Bir başka yazı sezginin önemine dikkat çekiyor. Sezgi ve paranoya arasında sürüklenip giden iç dünyalarımızı anlatıyor. Sezgi yaşamsal önemde bir ihtiyaç insan için.
“Kendi doğasıyla ilişki kuramayan dışarıdaki doğayla da ilişki kuramaz ve böylelikle doğanın bilgisini de kullanamaz. Halbuki en büyük sezgi kaynağı doğanın kendisidir.”

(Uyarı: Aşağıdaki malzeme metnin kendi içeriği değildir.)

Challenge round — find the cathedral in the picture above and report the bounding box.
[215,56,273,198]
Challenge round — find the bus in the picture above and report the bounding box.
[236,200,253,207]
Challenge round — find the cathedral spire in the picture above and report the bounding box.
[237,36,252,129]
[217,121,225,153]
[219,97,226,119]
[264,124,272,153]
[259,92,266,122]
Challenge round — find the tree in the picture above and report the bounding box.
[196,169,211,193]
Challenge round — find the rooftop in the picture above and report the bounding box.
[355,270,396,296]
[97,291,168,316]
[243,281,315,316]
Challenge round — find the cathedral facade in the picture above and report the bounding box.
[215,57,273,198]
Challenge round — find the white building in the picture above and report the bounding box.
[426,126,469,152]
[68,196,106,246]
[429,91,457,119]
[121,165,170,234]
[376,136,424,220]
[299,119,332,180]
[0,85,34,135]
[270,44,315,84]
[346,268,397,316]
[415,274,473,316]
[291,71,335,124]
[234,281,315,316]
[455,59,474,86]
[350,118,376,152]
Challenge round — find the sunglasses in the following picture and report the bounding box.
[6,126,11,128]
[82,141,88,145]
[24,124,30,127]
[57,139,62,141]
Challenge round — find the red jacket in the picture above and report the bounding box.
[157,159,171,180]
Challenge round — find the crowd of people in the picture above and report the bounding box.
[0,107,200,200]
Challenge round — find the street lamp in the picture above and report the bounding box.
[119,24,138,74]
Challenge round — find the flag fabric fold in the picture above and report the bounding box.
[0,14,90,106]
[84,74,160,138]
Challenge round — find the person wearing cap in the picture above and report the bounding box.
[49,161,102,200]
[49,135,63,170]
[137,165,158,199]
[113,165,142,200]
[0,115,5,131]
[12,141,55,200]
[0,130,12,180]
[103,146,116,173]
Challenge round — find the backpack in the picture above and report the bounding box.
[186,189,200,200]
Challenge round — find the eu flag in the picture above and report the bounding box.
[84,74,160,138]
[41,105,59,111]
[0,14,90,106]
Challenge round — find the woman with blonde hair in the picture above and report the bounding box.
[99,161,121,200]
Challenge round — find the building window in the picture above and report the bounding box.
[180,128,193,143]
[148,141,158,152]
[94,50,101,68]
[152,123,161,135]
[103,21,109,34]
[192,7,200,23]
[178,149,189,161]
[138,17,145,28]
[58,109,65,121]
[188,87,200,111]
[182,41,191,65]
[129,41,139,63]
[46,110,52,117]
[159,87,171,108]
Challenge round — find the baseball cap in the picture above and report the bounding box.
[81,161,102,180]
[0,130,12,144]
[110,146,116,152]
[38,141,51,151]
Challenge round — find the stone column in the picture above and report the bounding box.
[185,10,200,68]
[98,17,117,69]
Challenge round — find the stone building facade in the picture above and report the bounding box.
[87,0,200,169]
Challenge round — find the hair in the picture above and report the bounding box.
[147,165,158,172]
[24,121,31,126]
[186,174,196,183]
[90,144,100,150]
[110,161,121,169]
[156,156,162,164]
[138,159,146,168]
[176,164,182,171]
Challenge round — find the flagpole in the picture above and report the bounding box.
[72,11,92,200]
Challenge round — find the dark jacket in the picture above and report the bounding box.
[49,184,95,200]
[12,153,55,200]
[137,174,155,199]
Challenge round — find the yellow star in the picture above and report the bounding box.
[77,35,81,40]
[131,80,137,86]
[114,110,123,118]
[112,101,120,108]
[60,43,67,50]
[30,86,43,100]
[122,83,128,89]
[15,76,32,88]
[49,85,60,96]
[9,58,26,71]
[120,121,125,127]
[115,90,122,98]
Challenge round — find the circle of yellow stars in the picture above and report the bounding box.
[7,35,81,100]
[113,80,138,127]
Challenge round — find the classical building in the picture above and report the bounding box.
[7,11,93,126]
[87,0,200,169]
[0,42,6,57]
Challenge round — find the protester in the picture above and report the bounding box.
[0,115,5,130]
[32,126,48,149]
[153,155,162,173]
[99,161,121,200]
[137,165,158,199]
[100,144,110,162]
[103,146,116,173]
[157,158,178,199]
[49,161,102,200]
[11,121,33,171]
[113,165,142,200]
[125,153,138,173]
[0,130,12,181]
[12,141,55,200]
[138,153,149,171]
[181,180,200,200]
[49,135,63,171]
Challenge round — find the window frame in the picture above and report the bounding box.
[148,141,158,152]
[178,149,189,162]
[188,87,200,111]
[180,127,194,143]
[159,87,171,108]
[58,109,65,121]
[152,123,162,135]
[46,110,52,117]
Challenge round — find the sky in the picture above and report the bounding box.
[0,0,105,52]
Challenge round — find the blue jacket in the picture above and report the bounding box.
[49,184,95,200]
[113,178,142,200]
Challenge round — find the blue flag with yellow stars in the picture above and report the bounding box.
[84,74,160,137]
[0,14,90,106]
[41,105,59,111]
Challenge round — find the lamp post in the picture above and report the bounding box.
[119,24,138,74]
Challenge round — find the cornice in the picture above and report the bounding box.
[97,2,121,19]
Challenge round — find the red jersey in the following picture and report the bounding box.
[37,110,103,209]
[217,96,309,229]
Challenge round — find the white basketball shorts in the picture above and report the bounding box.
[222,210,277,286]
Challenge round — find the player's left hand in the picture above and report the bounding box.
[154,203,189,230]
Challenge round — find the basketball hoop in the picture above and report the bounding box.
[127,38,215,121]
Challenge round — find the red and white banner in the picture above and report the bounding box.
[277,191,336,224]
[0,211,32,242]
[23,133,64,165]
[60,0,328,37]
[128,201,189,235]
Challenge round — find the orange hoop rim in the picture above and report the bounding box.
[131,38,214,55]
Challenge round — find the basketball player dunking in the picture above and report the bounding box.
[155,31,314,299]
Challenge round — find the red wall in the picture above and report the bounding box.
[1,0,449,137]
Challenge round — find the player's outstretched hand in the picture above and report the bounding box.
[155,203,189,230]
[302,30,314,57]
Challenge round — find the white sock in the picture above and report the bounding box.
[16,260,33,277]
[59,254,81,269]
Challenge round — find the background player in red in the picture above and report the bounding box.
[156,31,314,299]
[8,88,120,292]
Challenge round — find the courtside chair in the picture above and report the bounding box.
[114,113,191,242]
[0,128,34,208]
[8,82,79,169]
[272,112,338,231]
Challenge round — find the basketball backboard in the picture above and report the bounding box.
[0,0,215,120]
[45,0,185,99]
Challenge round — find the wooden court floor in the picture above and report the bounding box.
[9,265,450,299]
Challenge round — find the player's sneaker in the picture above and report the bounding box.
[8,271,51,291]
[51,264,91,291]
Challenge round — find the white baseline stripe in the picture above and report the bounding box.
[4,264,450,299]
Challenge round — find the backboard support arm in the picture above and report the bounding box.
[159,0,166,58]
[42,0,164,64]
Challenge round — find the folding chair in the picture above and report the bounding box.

Doğa ve hayvanların hem en iyi öğretici, hem iyi birer terapist, içsel yolculuklarımızın en iyi yol göstereni olduğunu anlattığı yazısı Kedili Hayat Öğretisi, kitabın en özel yazısı bence. Bir başka yazıda ise ağaçlardan neler öğrenebileceğimiz, ağaçların yaşamımıza neler katabileceği anlatılıyor.
Peki ya konusu balkon olan bir yazıya ne dersiniz? Yeni dünya düzeninde yavaş yavaş eksilen balkonlardan yola çıkıp, bu dünyanın bizden eksilttikleri öyle güzel anlatılıyor ki.
En sevdiğim yazılardan birinin başlığı: ““Edebiya(t)erapi” Mümkün mü?”. Başlığı gördüğüm anda “kesinlikle evet!” dedim. Hemen bir sürü isim geldi aklıma: John Berger, Ursula K. Leguin, Milan Kundera, Murathan Mungan, Mine Söğüt, Bilge Karasu, küçük İskender, ve daha nice isim, sadece en sevdiğim yazarlar değil, ne zaman dara düşsem en yakın dostlarım oldukları kadar en iyi terapistlerim. Sadece bu yazıda değil, kitapta pek çok yerde, psikoterapi ile edebiyatın doğasındaki yakınlığa sık sık değiniliyor.
Ya Hiç Karşılaşmasaydık’ın sayfalarından ellerim kollarım dolu dolu çıkıyorum. Ama “özen” kelimesi her şeyin önüne geçiyor kitabı tamamlarken. Yaşama, kendimize, ilişkilerimize, her şeye özen göstermek, özenle yaklaşmak meselesinin altı kalın çizgilerle çiziliyor zihnimde. Yani bir şiir gibi yaşamak. Ya Hiç Karşılaşmasaydık, o şiiri nasıl yazabileceğimize dair bir yol gösterici olabilir bence.
“Karşılaşmalar sürdükçe başlangıçlar da hep kaçınılmaz olacaktır.” diyerek sonlanıyor kitap.